# D&D 5E Wildshape Interactions with Weird Racial Features



## Mistwell

Treantmonk has an upcoming good video on racial options for the druid Wildshape feature, using the Moodruid subclass. When the video goes live on YouTube I'll try and edit this post to link to it.

There are two races he includes which are "very weird" and prone to DMs saying their key racial features are not usable while wildshaped. And I thought they were interesting enough, and flavorful enough, to bring the question to folks here and get their input. Wildshape, as a mid to higher level ability, isn't really so awesome. In fact you're often better just staying in Druid form a mid to high levels and casting spells. They're great at low levels, but falls well behind as you get to higher levels. So I am not too worried if these racial options would give them a boost in power. I am more interested in whether people would allow these things, and why or why not. 

1. Changeling
Shapechanger​As an action, you can change your appearance and your voice. You determine the specifics of the changes, including your coloration, hair length, and sex. You can also adjust your height and weight and can change your size between Medium and Small. You can make yourself appear as a member of another race, though none of your game statistics change. You can’t duplicate the appearance of an individual you’ve never seen, and you must adopt a form that has the same basic arrangement of limbs that you have. Your clothing and equipment aren’t changed by this trait.
You stay in the new form until you use an action to revert to your true form or until you die.

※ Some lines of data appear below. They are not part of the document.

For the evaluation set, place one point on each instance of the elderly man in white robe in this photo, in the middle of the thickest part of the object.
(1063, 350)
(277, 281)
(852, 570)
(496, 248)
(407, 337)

So, what can you do with this ability, if anything, when you're wildshaped into:

A. Cave bear (which has four legs)

B. Earth Elemental (which has two arms and two legs)

Can you use the ability at all?

If so, could you change yourself into a small dog with option A, or an a medium sized Elf with option B?

Can you change your voice to be able to speak?

Can you change yourself into something which can wear armor and/or wield weapons?

2. Plasmoid

Amorphous​You can squeeze through a space as narrow as 1 inch wide, provided you are wearing and carrying nothing. You have advantage on ability checks you make to initiate or escape a grapple.
Shape Self​As an action, you can reshape your body to give yourself a head, one or two arms, one or two legs, and makeshift hands and feet, or you can revert to a limbless blob. While you have a humanlike shape, you can wear clothing and armor made for a Humanoid of your size.
As a bonus action, you can extrude a pseudopod that is up to 6 inches wide and 10 feet long or reabsorb it into your body. As part of the same bonus action, you can use this pseudopod to manipulate an object, open or close a door or container, or pick up or set down a Tiny object. The pseudopod contains no sensory organs and can’t attack, activate magic items, or lift more than 10 pounds.

So, can you make yourself into a gummy bear with a bear form, and squeeze through a space as narrow as 1 inch, and have advantage on grapples?
Can you give yourself arms, legs, makeshift hands and feet while wildshaped?
Can you extrude a pseudopod while in wildshape form?

What Jeremy Crawford has said on the topic, if that's relevant to your answer:

Wild Shape lets you retain any of your racial traits that aren't specific to your normal anatomy. Fleet of Foot is a racial trait. Fleet of Foot doesn't specify anatomy, so it technically works with Wild Shape. DM's call.


----------



## James Gasik

This reminds me of 3.5, when Eberron released the Warforged, and immediately I recall some hubbub about Warforged Druids and not only whether they should be able to wild shape at all, but what they should be able to wild shape into, as a Construct-adjacent race turning into a flesh and blood animal seemed very odd (magic can, of course, do this sort of thing, at least as long as Polymorph Any Object has been in the game, but a lot of people I've found seem to think that what arcane magic can do is not thematic for Druids- never no mind Shapechange is a Druid spell).

While 3e had fairly specific rules about what abilities are lost/gained with wild shape, 5e does run into a problem since races are a mix of inherent and trained abilities (though this is changing as time goes on).

While Fleet of Foot doesn't specify that it's inherent to one's form, the argument you would have to make comes down to this: are Wood Elves faster than other races because of being Wood Elves, or do all Wood Elves learn to run really fast as a result of their lifestyle?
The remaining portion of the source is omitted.